Sandrine Bailly : J’ai débuté le ski de fond dès que j’ai pu tenir dessus, vers 3/4ans. Mon père était fondeur et c’est donc tout naturellement que j’ai intégré le club de ski du Valromey retord….De là, entrainements, puis compétitions ce sont succédés…. J’ai intégré la section sportive au lycée à Nantua où j’ai rencontré Pascal Etienne. J’ai essayé le tir et durant une courte période, j’ai associé biathlon et fond spécial, pour faire un choix et me tourner exclusivement vers le biathlon.
Ensuite, j’ai eu la chance d’être présente au moment où la fédération française de ski constituait un gros groupe « junior » en équipe de France avec Christophe Vassalo aux manettes. J’ai commencé par des coupes d’Europe (IBU cup) tout en menant de front ma scolarité au lycée.

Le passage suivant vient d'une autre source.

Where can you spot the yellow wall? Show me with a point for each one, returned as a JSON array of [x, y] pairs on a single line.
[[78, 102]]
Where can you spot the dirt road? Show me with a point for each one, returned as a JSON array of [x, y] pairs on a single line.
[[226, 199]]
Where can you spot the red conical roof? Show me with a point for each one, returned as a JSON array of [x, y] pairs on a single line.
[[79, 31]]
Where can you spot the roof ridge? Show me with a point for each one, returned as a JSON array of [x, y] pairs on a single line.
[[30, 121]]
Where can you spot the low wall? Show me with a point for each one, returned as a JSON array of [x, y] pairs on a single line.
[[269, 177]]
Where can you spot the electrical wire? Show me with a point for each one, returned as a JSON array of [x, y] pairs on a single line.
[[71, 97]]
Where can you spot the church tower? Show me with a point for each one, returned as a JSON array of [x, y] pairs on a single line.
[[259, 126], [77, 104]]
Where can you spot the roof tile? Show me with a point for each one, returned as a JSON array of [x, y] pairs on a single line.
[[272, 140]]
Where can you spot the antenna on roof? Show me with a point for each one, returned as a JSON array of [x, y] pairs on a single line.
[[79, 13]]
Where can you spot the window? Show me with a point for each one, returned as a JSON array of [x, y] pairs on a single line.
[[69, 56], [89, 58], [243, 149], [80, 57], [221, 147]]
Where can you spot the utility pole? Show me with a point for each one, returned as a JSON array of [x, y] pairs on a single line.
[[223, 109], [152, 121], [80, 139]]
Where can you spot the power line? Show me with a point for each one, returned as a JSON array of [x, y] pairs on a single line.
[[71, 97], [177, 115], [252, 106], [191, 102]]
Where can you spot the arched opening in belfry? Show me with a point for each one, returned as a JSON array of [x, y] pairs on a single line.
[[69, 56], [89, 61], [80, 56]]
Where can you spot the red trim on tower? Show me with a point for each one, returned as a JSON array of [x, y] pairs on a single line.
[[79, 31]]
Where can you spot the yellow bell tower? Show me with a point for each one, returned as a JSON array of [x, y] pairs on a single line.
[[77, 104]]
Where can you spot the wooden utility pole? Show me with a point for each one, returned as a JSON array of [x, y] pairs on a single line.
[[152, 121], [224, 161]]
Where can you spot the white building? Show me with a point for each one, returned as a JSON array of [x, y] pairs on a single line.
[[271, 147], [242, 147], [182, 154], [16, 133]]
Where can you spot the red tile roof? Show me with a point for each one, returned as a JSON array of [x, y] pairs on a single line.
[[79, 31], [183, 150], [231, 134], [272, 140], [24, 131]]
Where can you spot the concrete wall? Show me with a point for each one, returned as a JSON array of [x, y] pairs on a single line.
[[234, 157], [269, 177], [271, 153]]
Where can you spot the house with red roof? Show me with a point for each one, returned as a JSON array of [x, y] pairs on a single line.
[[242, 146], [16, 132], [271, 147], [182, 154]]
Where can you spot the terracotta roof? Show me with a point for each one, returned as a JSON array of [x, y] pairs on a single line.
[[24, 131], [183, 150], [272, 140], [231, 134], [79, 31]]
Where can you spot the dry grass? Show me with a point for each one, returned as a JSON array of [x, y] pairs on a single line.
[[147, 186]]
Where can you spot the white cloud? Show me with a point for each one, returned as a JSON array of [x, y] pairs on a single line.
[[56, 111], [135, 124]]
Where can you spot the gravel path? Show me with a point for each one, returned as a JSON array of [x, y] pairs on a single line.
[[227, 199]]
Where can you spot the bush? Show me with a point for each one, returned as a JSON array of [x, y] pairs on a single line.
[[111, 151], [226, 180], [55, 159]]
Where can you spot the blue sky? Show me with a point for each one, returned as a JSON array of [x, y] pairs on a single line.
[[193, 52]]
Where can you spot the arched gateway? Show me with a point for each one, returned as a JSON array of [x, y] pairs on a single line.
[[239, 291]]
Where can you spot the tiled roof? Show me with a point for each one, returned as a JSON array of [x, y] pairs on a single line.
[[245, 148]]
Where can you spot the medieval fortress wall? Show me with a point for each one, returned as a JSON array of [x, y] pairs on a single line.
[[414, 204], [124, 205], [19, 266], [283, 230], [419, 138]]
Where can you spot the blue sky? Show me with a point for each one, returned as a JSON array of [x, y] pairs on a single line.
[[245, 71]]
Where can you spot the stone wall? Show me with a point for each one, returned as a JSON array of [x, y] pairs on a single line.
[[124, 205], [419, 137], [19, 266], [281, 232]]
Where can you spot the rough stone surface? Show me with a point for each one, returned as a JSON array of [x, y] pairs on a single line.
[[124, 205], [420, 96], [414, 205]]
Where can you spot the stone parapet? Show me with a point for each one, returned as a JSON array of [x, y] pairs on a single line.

Après avoir rempli les critères pour monter en Coupe du monde, j’ai rejoins le circuit à 20 ans, ainsi que l’équipe de France militaire de ski. Puis j’ai gagné ma première coupe du monde à 21 ans et tout s’est enchainé de façon progressive pendant ces 10 années passées en coupe du Monde.
Vous êtes multimédaillée, aux J.O en relais (à Turin comme à Vancouver) mais aussi en Coupe du Monde…Vainqueur de la Coupe du monde 2005 avec le Gros Globe en poche…..Quelle victoire est selon vous la plus belle ?
Mon rêve n’a jamais été Olympique même si j’ai conscience de peut être choquer en disant cela. Néanmoins, les 2 médailles obtenues avec les filles m’ont remplies de joie et de soulagement aussi ! Je ne connais pas d’histoire d’amour avec les jeux à vrai dire. Ce fut les moments les plus noirs de ma carrière jusqu’aux épreuves de relais.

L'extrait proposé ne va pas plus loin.